表 5-3  OTA 过程涉及的资产和损害情况(示例)

资产类别
资产名称
网络安全属性
危害情况

零部件资产

T-BOX

真实性

通过伪造 T-Box 和后台的通讯端口,破坏通讯真实性,使得后台的交互指令发送到非目标对象

CGW

完整性

通过篡改 Gateway 软件的工作逻辑,破坏资产的完整性,导致软件升级过程被恶意干扰

ECU

可用性

通过打乱 ECU 软件的工作进程,使其无法正常工作,破坏软件的可用性,导致软件升级过程无法执行

车载总线

可用性

通过干扰车内信号的交互过程,破坏车内通讯的可用性,导致软件升级过程无法正常执行

数据资产

升级包

完整性

通过篡改待升级软件包的内容,破坏其完整性,构造出恶意软件写入车载 ECU,引起车端功能逻辑错误

升级日志

完整性

通过篡改升级日志内容,破坏数据完整性,导致升级过程的记录信息错误,导致升级过程无法准确追溯

升级指令

真实性

通过伪造升级指令,破坏车内通讯的真实性,导致软件升级过程出现错误

软件资产

系统

可用性

通过打乱 Gateway 软件的工作进程,使其无法正常工作,破坏软件的可用性,导致软件升级过程无法执行

升级管理程序

可用性

通过干扰升级管理程序通讯,破坏通讯过程的可用性,使得升级交互通讯无法进行


2.1.3  威胁分析


威胁场景定义是 TARA 分析的重要环节,TARA 最终输出的风险等级和风险处置决策的对象就是威胁场景。威胁分析过程如表5-4所示。


表 5-4  威胁分析过程表(示例)

威胁分析输入

威胁分析活动

威胁分析输出

 


相关项判定危害场景

1)威胁场景识别,说明造成危害的时机,环境和攻击方法等要素(STRIDE 分析)

2)攻击可行性评估:确定进入目标系统的攻击向量的攻击潜力

3)影响分析:根据威胁因素和可能的攻击路径推导出相关项或组件可能受到损害的要素及场景(SFOP 定性,HEAVENS)

1) 威胁场景

2) 攻击可行性评级

3) 影响评级


威胁场景应通过目标资产、相关网络安全资产受到的威胁,导致网络安全财产受损的原因推导得出。

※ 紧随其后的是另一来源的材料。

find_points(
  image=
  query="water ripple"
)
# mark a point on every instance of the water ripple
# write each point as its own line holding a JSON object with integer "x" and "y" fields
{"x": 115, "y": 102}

推导方法包括 EVITA, TVRA, PASTA, STRIDE 等。以 OTA 过程中数据资产升级包的完整性、机密性、可用性被破坏为例,威胁场景识别如表5-5所示。

表5-5 威胁场景识别(示例)

危害情况

威胁场景

篡改待升级软件包内容

完整性被破坏,升级无法正常执行

破解待升级软件包

机密性被破坏,窃取其中的核心算法

干扰升级进程

构造出恶意软件写入车载 ECU,引起车端功能逻辑错误,可用性被破坏或者通过非法指令导致车辆运行状态下,非预期地进入升级模式


攻击路径可基于自上而下的攻击树;自下而上的告警日志、以往安全事件确定的漏洞等方式推导得出。


对于每一个攻击路径可基于多维度的攻击潜力难度系数得出攻击潜力值,以及攻击可行性等级,如表5-6所示。


表5-6 攻击可行性评估(示例)

影响等级可分为严重(Server)、主要(Major)、中等(Moderate)、可忽略(Negligible)四个等级,并通过危害对功能安全(Safety)、财务(Financial)、可操作性(Operational)、隐私(Privacy)等维度的影响评估来确定危害的综合影响等级和影响值,如表5-7所示。


在实际的影响等级评估中,也可以采用 HEAVENS 方法中提出的定量评估方法,其中安全和财产的影响水平具有较高的权重(0~1000),操作和隐私方面的损害影响相对较低,权重也较低(0~100)。


表5-7 OTA 影响等级分析(示例)

2.1.4  确认风险值

通过结合安全风险的业务影响评级和攻击可行性评级,依据风险评估矩阵评 定风险等级,确定安全风险的处置优先级,为后续的韧性处置方案设定评级目标。


风险值确认过程参见表 5-8。


表5-8 风险值确认过程表

输入

风险值确认活动

输出

1)威胁场景

2)攻击可行性评级

3)影响评级

确定每个威胁场景的风险值,风险值可分为:可忽略不计,低危,中危,高危,严

风险值


根据表5-9风险评估矩阵识别风险值 R。


表5-9 风险评估矩阵

根据表5-10进行风险值分析。


表5-10 风险值分析(示例)

2.1.5 风险处置


根据风险处置方案思维导图,借助风险处置库,设计风险处置的韧性方案。在风险处置方案设计完成后,通过再次评估,判断参与风险是否降至风险等级目标。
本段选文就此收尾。